Casey: Families, modernization top priorities
U.S. Army chief of staff Gen. George Casey said there are three things that need to be protected in the Army’s budget: the size of the force, programs that support families and the service’s efforts to modernize.
“We need to keep our end strength about where it is until we’ve had a chance to reset the force,” Casey told reporters after a Jan. 6 breakfast hosted by the Association of the U.S. Army. “As budgets come down, the size of the force is going to have to come down, because you know where the costs are – on the personnel side – but we need to hold what we got for a few years so that we can reset the force.”
The Army is about to finish growing its active duty force by an additional 22,000 soldiers, Casey said. The service plans to stay at that level, roughly 569,000 through the end of 2013, when the force would come back down to its earlier size of 547,000, he said.
Maintaining the Army at this size is necessary for soldiers to be able to rest and recover from their one-year deployments, he said. An important milestone for getting the force “back in balance” comes Oct. 1, when there will be as many brigades not on the patch chart as there will be brigades scheduled to deploy.
Secondly, Casey wants to see family support programs protected in the budget.
“The families are out there thinking, ‘OK, we’ve seen this before.
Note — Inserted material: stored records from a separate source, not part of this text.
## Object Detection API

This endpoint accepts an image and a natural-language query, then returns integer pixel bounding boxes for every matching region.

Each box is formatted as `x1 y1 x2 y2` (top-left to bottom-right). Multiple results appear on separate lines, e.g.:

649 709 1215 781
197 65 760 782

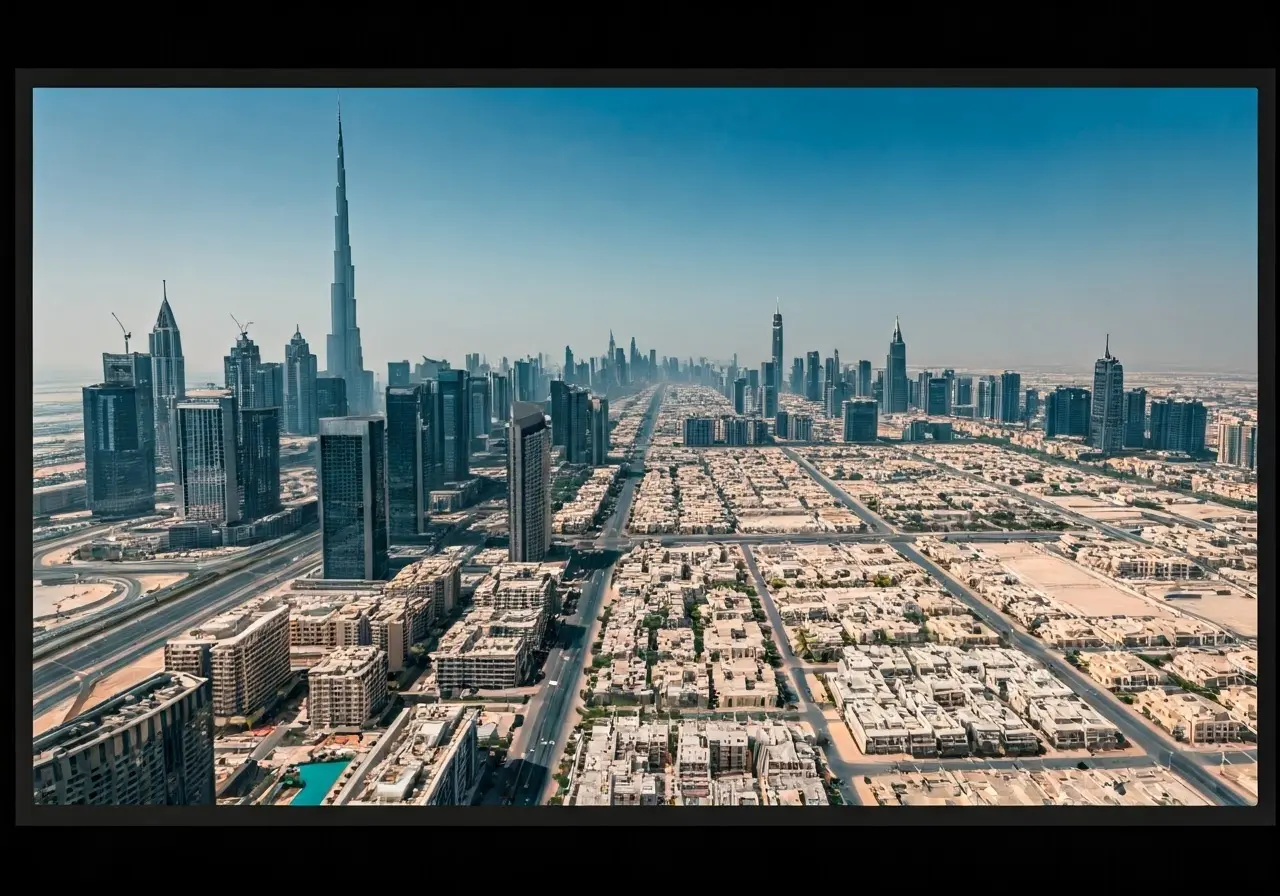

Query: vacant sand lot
136 574 183 594
33 581 116 618
1140 586 1257 638
738 513 817 533
1042 495 1146 523
1163 501 1254 524
979 543 1167 618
As soon as the budgets go down, you guys pull the rug out from under us.’ We have to protect that because we’re asking way too much of them,” he said.
Finally, Casey said the Army has to continue to modernize and it has to be able to do this with fewer resources.
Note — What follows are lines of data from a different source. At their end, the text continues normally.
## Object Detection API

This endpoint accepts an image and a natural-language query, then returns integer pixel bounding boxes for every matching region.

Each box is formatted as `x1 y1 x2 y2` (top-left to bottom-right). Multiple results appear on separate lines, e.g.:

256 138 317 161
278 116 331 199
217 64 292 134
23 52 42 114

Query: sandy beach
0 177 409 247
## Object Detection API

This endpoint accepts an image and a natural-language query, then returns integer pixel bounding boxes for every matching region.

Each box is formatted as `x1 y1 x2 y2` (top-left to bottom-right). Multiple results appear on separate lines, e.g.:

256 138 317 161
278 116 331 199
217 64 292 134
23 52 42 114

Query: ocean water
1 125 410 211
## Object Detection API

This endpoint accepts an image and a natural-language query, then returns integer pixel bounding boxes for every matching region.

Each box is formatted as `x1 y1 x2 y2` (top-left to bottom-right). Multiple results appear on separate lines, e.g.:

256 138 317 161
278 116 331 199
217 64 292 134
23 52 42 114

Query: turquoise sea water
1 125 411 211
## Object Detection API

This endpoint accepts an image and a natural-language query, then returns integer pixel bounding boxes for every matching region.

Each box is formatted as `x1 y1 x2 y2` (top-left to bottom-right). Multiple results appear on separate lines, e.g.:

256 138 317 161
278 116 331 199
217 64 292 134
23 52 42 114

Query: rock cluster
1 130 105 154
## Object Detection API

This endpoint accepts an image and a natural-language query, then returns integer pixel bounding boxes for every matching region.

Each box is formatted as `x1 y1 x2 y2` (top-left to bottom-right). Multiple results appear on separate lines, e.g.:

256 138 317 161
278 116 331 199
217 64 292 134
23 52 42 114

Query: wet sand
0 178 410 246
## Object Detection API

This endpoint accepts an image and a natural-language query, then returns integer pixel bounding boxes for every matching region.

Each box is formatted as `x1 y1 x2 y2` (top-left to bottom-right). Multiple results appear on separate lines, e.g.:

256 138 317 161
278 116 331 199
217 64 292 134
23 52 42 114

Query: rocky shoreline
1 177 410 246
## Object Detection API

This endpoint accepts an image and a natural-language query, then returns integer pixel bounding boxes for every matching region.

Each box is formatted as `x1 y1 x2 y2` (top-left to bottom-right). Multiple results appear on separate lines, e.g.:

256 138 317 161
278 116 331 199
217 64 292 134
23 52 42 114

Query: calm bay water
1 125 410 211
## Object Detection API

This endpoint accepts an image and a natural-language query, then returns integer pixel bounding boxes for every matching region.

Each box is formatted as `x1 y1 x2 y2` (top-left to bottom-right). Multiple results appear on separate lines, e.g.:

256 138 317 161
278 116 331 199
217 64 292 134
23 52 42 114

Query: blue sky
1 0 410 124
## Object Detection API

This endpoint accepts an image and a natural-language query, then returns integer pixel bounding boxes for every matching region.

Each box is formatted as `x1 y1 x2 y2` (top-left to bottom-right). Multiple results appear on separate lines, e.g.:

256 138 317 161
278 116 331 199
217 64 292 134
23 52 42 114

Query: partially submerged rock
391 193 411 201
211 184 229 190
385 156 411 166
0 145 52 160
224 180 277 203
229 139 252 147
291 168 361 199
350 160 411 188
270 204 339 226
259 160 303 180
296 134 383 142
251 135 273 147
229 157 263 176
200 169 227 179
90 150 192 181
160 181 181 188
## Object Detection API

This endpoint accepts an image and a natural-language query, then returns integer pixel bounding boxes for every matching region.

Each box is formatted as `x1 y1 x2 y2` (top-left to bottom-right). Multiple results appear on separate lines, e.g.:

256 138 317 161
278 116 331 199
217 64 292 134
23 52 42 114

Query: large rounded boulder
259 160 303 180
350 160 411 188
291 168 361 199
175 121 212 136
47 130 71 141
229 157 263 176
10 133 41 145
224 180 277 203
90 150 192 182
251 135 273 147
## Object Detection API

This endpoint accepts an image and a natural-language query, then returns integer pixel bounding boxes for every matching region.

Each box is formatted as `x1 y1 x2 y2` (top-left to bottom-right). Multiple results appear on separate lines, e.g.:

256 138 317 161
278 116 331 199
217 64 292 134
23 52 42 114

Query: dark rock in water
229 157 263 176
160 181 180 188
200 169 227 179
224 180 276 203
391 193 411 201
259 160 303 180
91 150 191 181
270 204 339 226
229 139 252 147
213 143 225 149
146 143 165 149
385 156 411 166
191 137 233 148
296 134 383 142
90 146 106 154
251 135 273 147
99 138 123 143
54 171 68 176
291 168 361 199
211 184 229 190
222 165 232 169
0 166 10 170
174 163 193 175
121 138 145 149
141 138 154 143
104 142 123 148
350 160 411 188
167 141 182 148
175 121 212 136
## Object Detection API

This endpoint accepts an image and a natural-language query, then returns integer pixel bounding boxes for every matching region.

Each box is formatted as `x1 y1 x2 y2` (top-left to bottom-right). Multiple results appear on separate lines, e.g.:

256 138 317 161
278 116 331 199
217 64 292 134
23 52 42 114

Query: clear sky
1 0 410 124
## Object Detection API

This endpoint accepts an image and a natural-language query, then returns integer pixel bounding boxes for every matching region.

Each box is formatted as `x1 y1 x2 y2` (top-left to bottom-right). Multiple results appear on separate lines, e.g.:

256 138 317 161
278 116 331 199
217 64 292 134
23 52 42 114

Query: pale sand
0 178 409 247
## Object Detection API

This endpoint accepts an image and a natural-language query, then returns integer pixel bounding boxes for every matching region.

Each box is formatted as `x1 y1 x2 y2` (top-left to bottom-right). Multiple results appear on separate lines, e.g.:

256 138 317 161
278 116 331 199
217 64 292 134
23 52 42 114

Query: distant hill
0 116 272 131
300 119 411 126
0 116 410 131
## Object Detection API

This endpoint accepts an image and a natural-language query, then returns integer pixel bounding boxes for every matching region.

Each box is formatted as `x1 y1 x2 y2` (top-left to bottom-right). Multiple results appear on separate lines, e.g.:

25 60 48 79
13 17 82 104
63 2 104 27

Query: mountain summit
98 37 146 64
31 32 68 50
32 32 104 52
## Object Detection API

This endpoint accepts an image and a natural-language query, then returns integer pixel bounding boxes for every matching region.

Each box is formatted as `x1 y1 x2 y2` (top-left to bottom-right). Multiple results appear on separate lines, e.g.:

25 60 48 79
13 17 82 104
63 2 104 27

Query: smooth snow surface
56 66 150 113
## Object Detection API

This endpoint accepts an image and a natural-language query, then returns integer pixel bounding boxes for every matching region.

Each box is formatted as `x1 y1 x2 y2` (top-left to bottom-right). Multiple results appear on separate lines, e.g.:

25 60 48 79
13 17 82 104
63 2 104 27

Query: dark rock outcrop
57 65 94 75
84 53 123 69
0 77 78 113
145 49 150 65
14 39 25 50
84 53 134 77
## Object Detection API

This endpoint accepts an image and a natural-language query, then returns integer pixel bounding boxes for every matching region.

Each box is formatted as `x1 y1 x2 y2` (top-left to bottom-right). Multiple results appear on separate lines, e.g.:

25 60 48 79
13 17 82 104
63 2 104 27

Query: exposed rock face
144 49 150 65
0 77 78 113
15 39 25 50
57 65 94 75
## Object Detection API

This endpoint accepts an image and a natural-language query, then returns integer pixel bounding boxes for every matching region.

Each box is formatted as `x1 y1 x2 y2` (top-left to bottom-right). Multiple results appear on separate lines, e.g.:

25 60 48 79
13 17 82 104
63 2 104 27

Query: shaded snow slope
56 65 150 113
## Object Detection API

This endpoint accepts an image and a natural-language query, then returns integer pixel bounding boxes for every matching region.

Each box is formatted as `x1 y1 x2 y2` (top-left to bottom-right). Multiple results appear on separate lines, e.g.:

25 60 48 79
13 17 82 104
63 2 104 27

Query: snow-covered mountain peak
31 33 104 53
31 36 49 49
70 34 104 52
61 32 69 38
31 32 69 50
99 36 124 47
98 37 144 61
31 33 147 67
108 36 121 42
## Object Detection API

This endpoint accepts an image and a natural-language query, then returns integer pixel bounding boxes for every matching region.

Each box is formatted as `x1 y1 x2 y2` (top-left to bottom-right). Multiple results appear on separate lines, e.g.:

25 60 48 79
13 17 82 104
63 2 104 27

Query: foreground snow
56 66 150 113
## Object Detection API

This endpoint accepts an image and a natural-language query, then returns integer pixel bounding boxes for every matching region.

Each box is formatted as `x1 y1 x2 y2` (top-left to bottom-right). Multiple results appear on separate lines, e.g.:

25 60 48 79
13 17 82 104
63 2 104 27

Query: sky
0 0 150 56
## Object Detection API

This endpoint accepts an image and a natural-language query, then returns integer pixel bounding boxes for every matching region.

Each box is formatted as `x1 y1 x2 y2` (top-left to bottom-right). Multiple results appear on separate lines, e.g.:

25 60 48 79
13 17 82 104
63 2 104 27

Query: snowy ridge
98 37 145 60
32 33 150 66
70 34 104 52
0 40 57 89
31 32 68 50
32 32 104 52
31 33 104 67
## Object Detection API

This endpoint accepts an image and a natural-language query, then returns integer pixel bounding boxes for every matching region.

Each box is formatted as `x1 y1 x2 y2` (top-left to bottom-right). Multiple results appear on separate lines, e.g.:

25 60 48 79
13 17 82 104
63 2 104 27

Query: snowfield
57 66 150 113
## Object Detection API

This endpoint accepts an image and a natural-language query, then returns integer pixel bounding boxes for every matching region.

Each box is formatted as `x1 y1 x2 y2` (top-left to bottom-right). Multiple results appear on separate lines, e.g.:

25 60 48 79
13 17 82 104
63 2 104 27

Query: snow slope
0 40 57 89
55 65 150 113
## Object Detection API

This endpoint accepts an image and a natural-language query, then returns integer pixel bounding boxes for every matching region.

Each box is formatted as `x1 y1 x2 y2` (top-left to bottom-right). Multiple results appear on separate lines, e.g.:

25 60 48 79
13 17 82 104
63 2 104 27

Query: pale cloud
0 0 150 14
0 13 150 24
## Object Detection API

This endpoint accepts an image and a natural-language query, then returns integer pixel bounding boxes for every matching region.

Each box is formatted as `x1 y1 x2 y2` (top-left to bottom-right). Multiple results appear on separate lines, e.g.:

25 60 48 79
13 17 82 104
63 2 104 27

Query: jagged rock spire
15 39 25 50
The general said a focus on core competencies is one way the Army can ensure it’s getting the most value out of its investments.
This is the driver behind the potential transfer of Army watercraft to the Navy, Casey said.
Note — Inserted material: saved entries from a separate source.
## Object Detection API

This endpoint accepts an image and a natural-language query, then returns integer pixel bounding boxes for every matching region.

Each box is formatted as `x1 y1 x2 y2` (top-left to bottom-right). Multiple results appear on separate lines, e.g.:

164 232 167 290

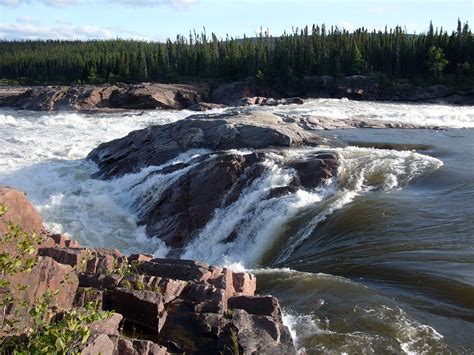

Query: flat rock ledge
0 186 297 354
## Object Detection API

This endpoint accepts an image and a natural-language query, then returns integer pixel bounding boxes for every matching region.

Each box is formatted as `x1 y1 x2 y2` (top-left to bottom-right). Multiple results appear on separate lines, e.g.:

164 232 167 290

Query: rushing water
0 99 473 353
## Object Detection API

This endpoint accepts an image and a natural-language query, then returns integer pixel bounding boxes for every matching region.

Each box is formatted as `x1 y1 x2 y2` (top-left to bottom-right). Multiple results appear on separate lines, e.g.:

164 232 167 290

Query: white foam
0 102 446 259
245 98 474 128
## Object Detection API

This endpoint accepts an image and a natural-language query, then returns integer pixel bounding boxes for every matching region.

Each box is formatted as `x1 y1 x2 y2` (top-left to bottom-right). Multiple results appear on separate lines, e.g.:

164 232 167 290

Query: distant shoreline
1 76 473 112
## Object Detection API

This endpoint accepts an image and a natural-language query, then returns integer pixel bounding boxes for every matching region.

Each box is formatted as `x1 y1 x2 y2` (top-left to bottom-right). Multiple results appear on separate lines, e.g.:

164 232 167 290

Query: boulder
103 288 167 333
73 287 104 308
1 256 79 332
139 259 213 282
161 309 295 354
228 295 281 318
117 338 169 355
6 256 78 309
78 272 123 289
188 102 227 111
233 272 257 296
108 83 209 110
90 312 123 336
210 80 259 105
181 282 228 313
286 151 340 188
128 253 154 263
37 247 124 273
0 185 44 235
81 333 116 355
87 112 320 179
1 83 211 111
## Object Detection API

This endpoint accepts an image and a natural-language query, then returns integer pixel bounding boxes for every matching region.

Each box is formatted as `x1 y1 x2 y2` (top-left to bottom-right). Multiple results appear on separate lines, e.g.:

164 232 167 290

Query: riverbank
1 75 473 112
0 185 296 354
1 99 473 353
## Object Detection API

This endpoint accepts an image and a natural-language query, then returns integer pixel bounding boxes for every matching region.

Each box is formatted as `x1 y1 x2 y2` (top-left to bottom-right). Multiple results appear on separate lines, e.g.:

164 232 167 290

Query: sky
0 0 472 41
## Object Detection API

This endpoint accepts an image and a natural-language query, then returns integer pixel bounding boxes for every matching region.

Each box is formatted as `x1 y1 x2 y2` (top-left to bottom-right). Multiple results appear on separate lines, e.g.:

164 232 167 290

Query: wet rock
267 185 300 199
103 288 167 333
87 112 320 179
141 153 267 249
222 309 295 355
236 96 267 106
287 151 340 188
263 97 304 106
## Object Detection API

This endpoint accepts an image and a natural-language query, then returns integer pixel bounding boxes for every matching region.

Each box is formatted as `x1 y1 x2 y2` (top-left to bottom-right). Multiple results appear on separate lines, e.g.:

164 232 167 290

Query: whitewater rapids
1 98 473 353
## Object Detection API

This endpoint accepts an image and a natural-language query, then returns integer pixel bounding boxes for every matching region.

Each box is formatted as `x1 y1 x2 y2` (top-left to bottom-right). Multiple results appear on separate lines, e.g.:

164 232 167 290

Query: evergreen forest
0 20 472 85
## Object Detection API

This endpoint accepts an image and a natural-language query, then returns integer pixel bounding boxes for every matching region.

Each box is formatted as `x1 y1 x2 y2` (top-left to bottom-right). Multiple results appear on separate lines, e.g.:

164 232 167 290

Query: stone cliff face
0 186 297 354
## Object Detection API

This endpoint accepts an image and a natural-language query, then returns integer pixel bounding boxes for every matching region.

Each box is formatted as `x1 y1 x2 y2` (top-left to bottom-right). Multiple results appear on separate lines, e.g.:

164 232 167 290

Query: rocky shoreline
1 75 473 112
0 185 296 354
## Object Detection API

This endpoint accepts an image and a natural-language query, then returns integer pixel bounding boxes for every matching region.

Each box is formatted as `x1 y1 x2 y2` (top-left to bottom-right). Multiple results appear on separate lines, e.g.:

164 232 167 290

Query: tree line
0 20 472 85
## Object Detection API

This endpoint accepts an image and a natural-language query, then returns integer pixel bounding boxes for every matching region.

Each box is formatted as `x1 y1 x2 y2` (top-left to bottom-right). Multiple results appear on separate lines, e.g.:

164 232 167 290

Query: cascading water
1 99 473 353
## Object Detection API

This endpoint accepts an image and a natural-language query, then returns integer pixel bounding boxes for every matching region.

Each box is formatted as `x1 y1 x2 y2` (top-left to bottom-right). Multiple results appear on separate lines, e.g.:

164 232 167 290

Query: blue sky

“We’re asking ourselves, is ship-driving an Army core competency?” the general said. “As we operate in this period of constrained resources, we have to ask ourselves those questions. Is this function that we’re putting our resources in giving us, the Army, the most value? That’s how I was going into this.”
He said similar thinking was behind the decision to transfer the Joint Cargo Aircraft to the Air Force, a move that was initiated in the 2010 budget.
As for the watercraft transfer, the issue is “not yet resolved,” Casey said.